Duluth’s two municipal golf courses - Enger Park and Lester Park - will post yet another loss.
Together, the golf courses expect to finish the year $76,645 in the red. That’s on top of more than $2.2 million in debt the courses already had amassed through previous years of operation.
The Duluth City Council learned of the losses during a budget report Monday night.
No decisions have yet been made about the long-term viability of the golf operations, but both 27-hole courses are expected to be open for business again in 2019, said Jim Filby Williams, Duluth’s director of public administration.
Initially, the council was to have received a report Monday on the findings of a citizens’ advisory committee put together to assess the state of the golf courses. Those findings were to inform a larger discussion about whether the city should look at possibly downsizing or even closing the Lester Park Golf Course, which consistently has generated less revenue than its counterpart, the Enger Park Golf Course.
However, Filby Williams said the committee will need more time to complete its work. The committee has been working on the task for about one year now, but Filby Williams said he does not wish to rush the report, which now is expected to go to the City Council at a yet-to-be-determined date in January.
While Duluth’s municipal golf courses continue to lose money in 2018, those losses were more modest this year
Bill Rehanek, senior vice president of operations for Billy Casper Golf, said that since his firm had taken over management of the courses in 2015, this year was “so far our best year financially.”
“I didn’t say it was a great year, but so far since the inception of the contract, we have enjoyed the best bottom-line result for Duluth golf in those four years,” he said.

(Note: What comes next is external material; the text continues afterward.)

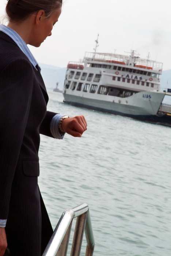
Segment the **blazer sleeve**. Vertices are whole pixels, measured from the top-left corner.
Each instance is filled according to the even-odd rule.
[[[0,73],[0,219],[8,217],[11,189],[27,122],[33,68],[24,59]]]
[[[47,112],[46,116],[41,124],[40,127],[39,132],[40,133],[46,136],[49,136],[49,137],[51,137],[52,138],[54,138],[50,132],[50,125],[52,118],[57,113],[55,113],[53,112]]]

Last year, the courses lost a combined $105,627. This year’s losses were 27 percent lower.
To help shore up the city’s golf finances next year, Billy Casper proposes to boost the price of a season pass by $50 and to bump up green fees by $1.
Even with those increases, Billy Casper forecasts another $77,000 loss in 2019.
Next year will be Billy Casper’s fifth and final year in a five-year service agreement. Filby Williams said the city will put out requests for proposals for continued management services in 2020, and Rehanek indicated the firm would like to continue its relationship with Duluth, if the city so chooses.
Fiby Williams gave the firm high marks for its work in Duluth, saying: “Billy Casper Golf has done an excellent job for us, improving our financial results, customer service and course conditions, to the extent that our deteriorated facilities permit.”